With -psyco the slowdown disappears if I comment out gmpy._mpmath_normalize, and
without -psyco the speed seems to be about the same whether or not it is used.

Original comment by fredrik....@gmail.com on 25 Nov 2008 at 6:19

GoogleCodeExporter commented 9 years ago

A guess is that psyco's compiled version of the Python code is faster because 
it is
able to globally optimize away the use of boxed Python integers for the 
exponent and
bitcount.

Original comment by fredrik....@gmail.com on 25 Nov 2008 at 6:30

GoogleCodeExporter commented 9 years ago

That's interesting. I normally use 64-bit platform so I can't use psyco. I'll 
need to
add psyco to my virtual machine. 

When I was running my tests, I got about 4% speedup because of the faster 
long2mpz
conversion. _mpmath_normalize improved performance by 4% (roughly) for me.

I'll try to run some 32-bit Windows tests with psyco.

I'm assuming you are using Windows. What processor do you have? I can build you 
a
version optimized for your CPU.

Original comment by casevh on 25 Nov 2008 at 8:19

GoogleCodeExporter commented 9 years ago

Celeron M 520, so I'm guessing Core 2.

In fact, I've compared the Core 2 and standard build of gmpy 1.03 for Python 
2.6.
Multiplying two million-digit integers is about 40% faster. However, the 
difference
when running the mpmath tests is hardly measurable.

Original comment by fredrik....@gmail.com on 25 Nov 2008 at 9:03

GoogleCodeExporter commented 9 years ago

psyco.full() is not generally faster. I think it only optimizes Python 
integers, so
it should be slower when used with gmp integers.

Original comment by Vinzent.Steinberg@gmail.com on 25 Nov 2008 at 1:11

GoogleCodeExporter commented 9 years ago

> psyco.full() is not generally faster. I think it only optimizes Python 
integers, so
> it should be slower when used with gmp integers.

It is not generally faster, but it is consistently about 2x faster for mpmath,
whether in gmpy mode or not.

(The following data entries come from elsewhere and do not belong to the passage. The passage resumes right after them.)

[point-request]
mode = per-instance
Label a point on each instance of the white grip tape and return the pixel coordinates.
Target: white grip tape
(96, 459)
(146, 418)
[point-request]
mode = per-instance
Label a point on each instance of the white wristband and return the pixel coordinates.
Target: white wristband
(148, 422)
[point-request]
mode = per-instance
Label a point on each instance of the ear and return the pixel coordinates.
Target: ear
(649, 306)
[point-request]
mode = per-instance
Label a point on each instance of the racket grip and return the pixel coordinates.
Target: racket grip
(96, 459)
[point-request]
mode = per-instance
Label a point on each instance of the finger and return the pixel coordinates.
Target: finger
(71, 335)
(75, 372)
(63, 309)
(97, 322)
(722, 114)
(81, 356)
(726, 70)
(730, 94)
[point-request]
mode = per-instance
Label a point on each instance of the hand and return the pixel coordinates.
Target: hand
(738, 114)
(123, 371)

In any case, the integers that aren't being 
optimized
with the new patch (sign, exp, bc) are Python integers, not gmpy integers. 
(They are
Python integers because they are typically small, and Python integers are 
faster .)

Original comment by fredrik....@gmail.com on 25 Nov 2008 at 4:47

GoogleCodeExporter commented 9 years ago

With your latest gmpy build, mpmath is leaking memory.

Try for example this:

from mpmath import *
b=lambda s:2*exp(s*j*pi/2)*quad(lambda t:s*t**s/(1-exp(2*pi*t))/t,[0,inf])
mp.dps = 6
for x in linspace(1, 2, 1000):
    q = b(x)

Original comment by fredrik....@gmail.com on 26 Nov 2008 at 11:55

GoogleCodeExporter commented 9 years ago

Thanks for the report. I'll try to look at it in the few days.

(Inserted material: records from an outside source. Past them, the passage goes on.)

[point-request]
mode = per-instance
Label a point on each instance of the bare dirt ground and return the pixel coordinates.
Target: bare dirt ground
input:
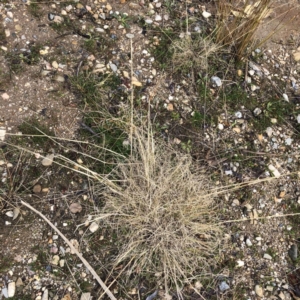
(36, 64)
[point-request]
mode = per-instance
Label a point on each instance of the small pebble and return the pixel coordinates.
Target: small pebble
(93, 227)
(267, 256)
(259, 291)
(48, 160)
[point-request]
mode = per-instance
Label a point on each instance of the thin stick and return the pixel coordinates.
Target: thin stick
(258, 218)
(131, 97)
(88, 266)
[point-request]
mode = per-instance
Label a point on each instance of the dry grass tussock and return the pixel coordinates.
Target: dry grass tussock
(238, 21)
(162, 214)
(189, 52)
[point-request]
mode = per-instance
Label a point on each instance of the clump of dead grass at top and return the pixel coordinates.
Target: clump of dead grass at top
(162, 213)
(237, 22)
(192, 52)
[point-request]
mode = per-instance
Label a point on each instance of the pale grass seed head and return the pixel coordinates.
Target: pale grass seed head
(162, 213)
(191, 52)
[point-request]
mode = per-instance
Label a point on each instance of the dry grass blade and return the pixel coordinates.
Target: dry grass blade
(84, 261)
(162, 213)
(189, 52)
(238, 21)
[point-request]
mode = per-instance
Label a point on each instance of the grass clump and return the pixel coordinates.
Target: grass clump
(189, 53)
(164, 213)
(237, 23)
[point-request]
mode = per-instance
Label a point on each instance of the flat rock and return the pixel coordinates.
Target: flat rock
(85, 296)
(45, 295)
(296, 56)
(55, 260)
(75, 208)
(259, 291)
(93, 227)
(37, 188)
(267, 256)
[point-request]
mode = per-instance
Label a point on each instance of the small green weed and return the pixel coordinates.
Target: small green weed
(37, 132)
(34, 9)
(64, 26)
(162, 50)
(5, 264)
(123, 19)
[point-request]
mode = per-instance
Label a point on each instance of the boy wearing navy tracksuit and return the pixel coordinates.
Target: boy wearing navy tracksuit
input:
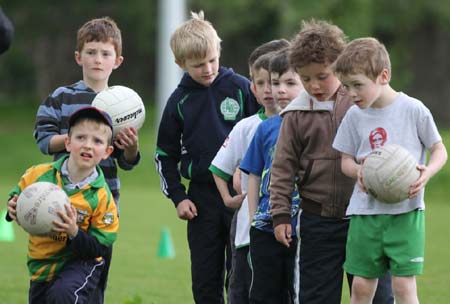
(197, 118)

Original comment by casevh on 26 Nov 2008 at 1:54

GoogleCodeExporter commented 9 years ago

Is this with gmpy 1.04 in general, or just if _mpmath_normalize is used?

Original comment by casevh on 26 Nov 2008 at 4:45

GoogleCodeExporter commented 9 years ago

Just with _mpmath_normalize.

Original comment by fredrik....@gmail.com on 26 Nov 2008 at 6:51

GoogleCodeExporter commented 9 years ago

I fixed (I hope) the memory leak in _mpmath_normalize. I've updated the test 
installer.

It's not too surprising there is no performance improvement with psyco. Since 
psyco
removes the overhead the byte-code interpreter, the only advantage 
_mpmath_normalize
has is in trying to minimize the data manipulations. It's probably possible to
improve the performance slightly by directly manipulating the internals of the 
GMP
data types but I doubt if that is worth it.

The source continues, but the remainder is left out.